【書評】 MUJIが生まれる「思考」と「言葉」

【書評】 MUJIが生まれる「思考」と「言葉」

【MUJIが生まれる「思考」と「言葉」】

著者:株式会社良品計画
発行:株式会社kADOKAWA
サイズ:四六(264ページ)
2018年7月20日 初版
ISBN:978-4-04-602269-1

シンプルで無駄のない、まさに「MUJI」を表すような装丁。

ちなみに本書の定価は税抜1,842円、税込だとぴったり2,000円。無印良品では商品の税込価格をキリの良い数字にすることが多く、らしさが表れた値段設定。

さてさて、その中身は…。



著者は「株式会社良品計画」。多くの「言葉」で構成された本。

会社名が著者としてクレジット表示されているのは面白い。会社全体としての思考と言葉をあらわした、ということだろう。

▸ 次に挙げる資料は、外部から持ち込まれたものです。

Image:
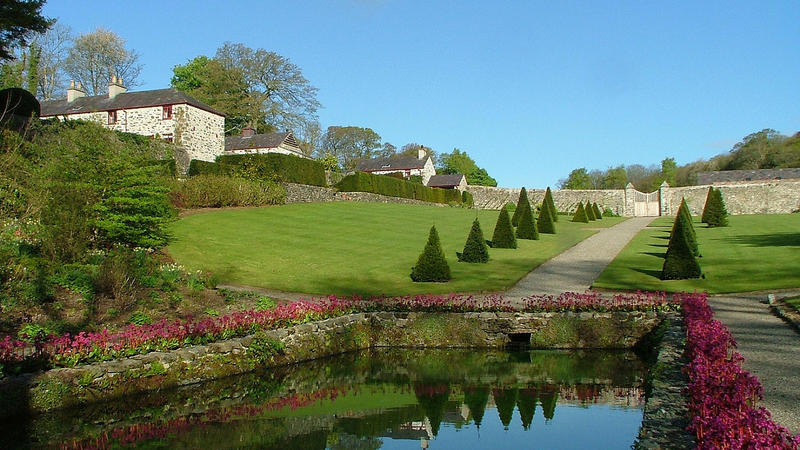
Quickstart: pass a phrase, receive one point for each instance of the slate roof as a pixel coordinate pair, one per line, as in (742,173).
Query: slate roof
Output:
(391,163)
(728,176)
(267,140)
(126,100)
(445,180)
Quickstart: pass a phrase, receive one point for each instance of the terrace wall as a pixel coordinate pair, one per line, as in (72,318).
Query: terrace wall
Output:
(65,387)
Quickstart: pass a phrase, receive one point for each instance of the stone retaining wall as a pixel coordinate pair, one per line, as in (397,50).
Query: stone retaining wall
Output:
(64,387)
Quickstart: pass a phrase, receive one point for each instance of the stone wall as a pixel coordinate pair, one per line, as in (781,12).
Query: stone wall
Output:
(64,387)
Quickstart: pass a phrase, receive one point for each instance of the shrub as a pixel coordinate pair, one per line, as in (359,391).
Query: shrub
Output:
(523,199)
(431,265)
(580,214)
(717,213)
(680,262)
(546,223)
(548,200)
(526,228)
(215,191)
(596,210)
(589,211)
(503,236)
(475,249)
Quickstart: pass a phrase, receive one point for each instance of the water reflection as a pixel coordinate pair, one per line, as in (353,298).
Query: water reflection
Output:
(388,398)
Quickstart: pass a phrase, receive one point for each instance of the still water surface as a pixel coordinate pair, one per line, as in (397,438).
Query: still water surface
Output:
(386,398)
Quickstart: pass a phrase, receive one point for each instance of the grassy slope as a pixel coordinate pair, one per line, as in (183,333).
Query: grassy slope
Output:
(354,248)
(756,252)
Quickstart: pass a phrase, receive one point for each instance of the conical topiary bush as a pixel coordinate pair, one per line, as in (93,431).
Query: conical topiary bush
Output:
(523,199)
(431,265)
(475,249)
(704,217)
(526,228)
(589,211)
(548,199)
(503,236)
(546,224)
(596,210)
(580,214)
(718,213)
(679,263)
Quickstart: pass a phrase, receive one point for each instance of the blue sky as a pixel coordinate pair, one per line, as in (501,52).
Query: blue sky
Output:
(531,90)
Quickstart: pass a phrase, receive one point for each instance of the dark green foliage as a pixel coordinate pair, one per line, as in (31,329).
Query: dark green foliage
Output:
(475,249)
(392,187)
(270,166)
(680,262)
(503,236)
(548,200)
(580,214)
(589,211)
(431,265)
(526,404)
(476,399)
(527,227)
(717,212)
(546,223)
(523,199)
(596,209)
(505,399)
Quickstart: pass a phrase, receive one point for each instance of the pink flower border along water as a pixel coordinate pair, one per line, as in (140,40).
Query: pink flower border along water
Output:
(722,395)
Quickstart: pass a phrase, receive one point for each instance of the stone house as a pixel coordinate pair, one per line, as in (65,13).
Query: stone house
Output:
(421,165)
(454,181)
(251,143)
(165,113)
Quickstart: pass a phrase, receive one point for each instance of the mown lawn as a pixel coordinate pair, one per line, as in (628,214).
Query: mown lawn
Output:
(756,252)
(355,248)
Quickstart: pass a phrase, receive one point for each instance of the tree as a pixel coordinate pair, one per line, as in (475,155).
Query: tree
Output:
(503,236)
(431,265)
(97,56)
(19,18)
(475,249)
(460,162)
(350,144)
(577,179)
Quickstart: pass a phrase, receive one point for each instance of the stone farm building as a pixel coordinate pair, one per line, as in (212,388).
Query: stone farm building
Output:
(421,165)
(167,113)
(250,143)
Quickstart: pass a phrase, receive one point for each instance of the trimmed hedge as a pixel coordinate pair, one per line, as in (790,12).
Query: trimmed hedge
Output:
(393,187)
(271,166)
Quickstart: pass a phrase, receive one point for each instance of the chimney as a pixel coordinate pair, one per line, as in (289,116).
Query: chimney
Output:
(115,87)
(74,93)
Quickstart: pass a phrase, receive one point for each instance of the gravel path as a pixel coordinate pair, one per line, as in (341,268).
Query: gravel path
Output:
(575,269)
(771,349)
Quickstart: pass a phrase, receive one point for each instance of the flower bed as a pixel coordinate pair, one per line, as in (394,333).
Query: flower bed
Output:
(722,395)
(71,350)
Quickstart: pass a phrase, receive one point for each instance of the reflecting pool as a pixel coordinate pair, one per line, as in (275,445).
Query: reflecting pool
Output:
(383,398)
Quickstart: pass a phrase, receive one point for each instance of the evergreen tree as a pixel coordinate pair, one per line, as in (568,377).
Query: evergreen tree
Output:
(709,196)
(596,210)
(718,213)
(503,236)
(679,263)
(523,199)
(545,223)
(580,214)
(548,200)
(589,211)
(431,265)
(526,228)
(475,249)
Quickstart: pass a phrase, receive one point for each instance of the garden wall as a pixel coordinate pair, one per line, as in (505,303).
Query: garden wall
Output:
(64,387)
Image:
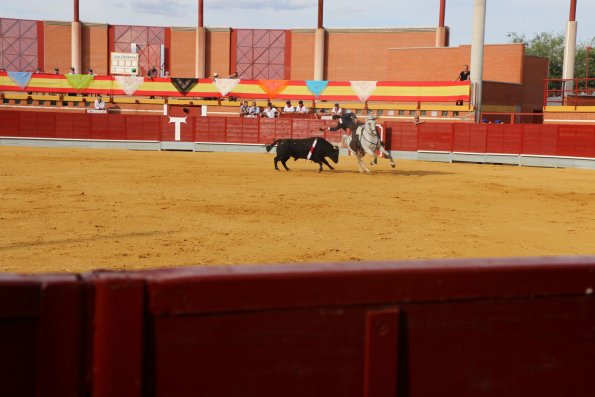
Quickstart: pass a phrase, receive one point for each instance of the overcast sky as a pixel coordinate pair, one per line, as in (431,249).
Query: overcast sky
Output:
(503,16)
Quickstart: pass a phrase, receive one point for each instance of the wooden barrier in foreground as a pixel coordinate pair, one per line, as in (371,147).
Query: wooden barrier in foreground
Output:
(514,327)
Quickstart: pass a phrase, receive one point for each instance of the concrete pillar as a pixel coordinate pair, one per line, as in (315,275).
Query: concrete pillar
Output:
(201,52)
(477,43)
(570,50)
(76,39)
(440,36)
(319,54)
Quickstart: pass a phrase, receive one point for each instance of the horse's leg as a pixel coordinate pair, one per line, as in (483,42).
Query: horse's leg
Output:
(326,163)
(387,155)
(361,164)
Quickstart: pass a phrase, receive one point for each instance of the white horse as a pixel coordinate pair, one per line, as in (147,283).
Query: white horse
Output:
(369,141)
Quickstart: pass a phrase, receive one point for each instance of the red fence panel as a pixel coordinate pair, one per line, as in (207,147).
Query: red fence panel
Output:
(233,130)
(436,137)
(81,126)
(576,140)
(250,130)
(151,128)
(540,139)
(505,138)
(9,123)
(99,126)
(117,127)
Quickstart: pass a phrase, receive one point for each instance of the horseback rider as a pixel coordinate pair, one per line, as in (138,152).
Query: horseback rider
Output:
(348,121)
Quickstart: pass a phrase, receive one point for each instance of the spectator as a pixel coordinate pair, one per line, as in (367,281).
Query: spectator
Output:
(254,110)
(270,111)
(337,111)
(464,75)
(300,108)
(99,103)
(288,107)
(152,72)
(244,109)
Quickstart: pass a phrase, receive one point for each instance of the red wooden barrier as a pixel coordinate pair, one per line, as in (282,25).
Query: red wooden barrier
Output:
(490,327)
(41,335)
(547,140)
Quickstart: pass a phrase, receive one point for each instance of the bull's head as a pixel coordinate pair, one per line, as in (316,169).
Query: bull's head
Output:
(334,154)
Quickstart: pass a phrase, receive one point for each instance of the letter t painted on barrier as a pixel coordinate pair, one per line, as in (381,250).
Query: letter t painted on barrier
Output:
(177,121)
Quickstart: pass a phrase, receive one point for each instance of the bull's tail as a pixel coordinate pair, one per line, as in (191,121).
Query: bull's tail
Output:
(272,145)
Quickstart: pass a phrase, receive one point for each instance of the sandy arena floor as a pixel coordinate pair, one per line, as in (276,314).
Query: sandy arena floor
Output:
(73,210)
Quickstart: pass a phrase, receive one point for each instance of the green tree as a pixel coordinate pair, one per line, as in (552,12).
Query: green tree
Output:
(551,45)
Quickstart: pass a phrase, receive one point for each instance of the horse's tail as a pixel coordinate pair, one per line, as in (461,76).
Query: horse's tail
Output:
(272,145)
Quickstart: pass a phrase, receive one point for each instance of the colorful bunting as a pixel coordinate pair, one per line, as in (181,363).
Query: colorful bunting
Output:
(129,84)
(316,86)
(363,89)
(226,85)
(183,85)
(20,78)
(79,81)
(273,87)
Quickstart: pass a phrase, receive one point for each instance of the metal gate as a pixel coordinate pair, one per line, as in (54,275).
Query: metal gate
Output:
(18,45)
(260,54)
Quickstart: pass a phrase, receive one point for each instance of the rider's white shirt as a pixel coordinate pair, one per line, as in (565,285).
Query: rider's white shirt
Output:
(302,109)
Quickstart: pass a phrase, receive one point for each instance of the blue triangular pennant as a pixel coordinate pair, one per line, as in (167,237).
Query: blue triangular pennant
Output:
(316,86)
(20,78)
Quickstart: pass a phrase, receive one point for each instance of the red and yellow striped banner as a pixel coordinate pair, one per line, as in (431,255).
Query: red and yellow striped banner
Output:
(402,91)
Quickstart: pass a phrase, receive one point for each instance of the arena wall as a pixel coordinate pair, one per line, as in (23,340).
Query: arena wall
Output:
(57,42)
(94,43)
(483,327)
(519,144)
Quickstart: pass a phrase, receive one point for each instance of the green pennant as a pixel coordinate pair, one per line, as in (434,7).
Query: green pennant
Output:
(79,81)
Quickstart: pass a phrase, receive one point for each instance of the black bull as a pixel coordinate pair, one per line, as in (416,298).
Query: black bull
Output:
(300,148)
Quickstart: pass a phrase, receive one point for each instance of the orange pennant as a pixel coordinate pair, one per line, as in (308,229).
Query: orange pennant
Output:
(273,87)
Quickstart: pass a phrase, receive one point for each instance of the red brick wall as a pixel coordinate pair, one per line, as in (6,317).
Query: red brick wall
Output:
(57,43)
(302,54)
(535,71)
(503,63)
(183,52)
(95,53)
(362,54)
(218,52)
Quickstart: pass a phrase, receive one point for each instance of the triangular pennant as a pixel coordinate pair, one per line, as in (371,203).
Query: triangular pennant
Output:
(363,89)
(273,87)
(20,78)
(129,84)
(80,81)
(226,85)
(316,86)
(182,84)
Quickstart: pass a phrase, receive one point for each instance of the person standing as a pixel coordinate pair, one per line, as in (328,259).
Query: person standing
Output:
(270,111)
(464,75)
(301,108)
(337,111)
(288,107)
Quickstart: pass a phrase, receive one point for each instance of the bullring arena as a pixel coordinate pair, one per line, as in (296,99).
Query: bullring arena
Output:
(74,210)
(148,247)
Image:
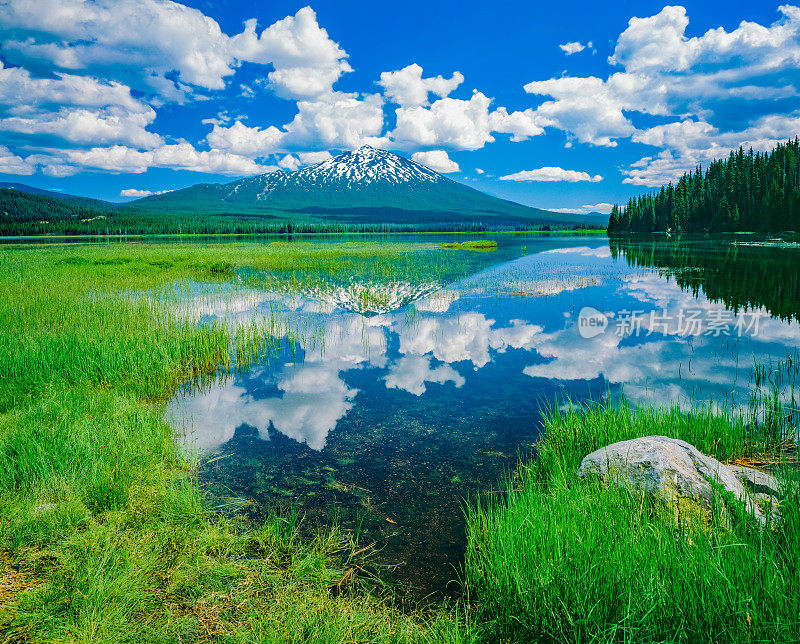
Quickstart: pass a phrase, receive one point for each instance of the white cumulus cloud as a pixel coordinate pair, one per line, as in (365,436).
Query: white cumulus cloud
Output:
(436,160)
(549,173)
(406,86)
(570,48)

実際に内容を構成したのは、良品計画代表取締役会長・金井政明氏。

 

章ごとに内容を分けているが、全体的な構成としては、良品計画で共有されている短い言葉たち(金井氏が作ったものはもちろん、金井氏が影響を受けた人物や書物の言葉など)を提示し、それについて解説を加えていく形となっている。

その言葉の数、実に53。

さらに、あとがきの代わりとして20の言葉が載っている。金井会長の人脈の広さや読書愛、仕事愛が伺える。

 

本書には多くの人物が登場する。セゾングループ総帥の堤清二氏やプロダクトデザイナーの深澤直人氏といった重要な人物は何度も取り上げられているが、その中でも読後特に印象に残るのが、グラフィックデザイナーの田中一光氏。

無印良品という概念の形成に大きく寄与した人物だ。

無印良品のホームページには田中氏との関係性を表現した専用ページ「田中一光と無印良品」があり、同氏が残した多くの言葉を知る事ができる。

無印良品という言葉の意味。

本書には、良品計画のいわゆる「会社」としてのビジョンや、理想とする現場の働き方(風通しをよくするなど)についても書いてあるが、個人的に興味を惹かれたのは無印良品という概念についての箇所だ。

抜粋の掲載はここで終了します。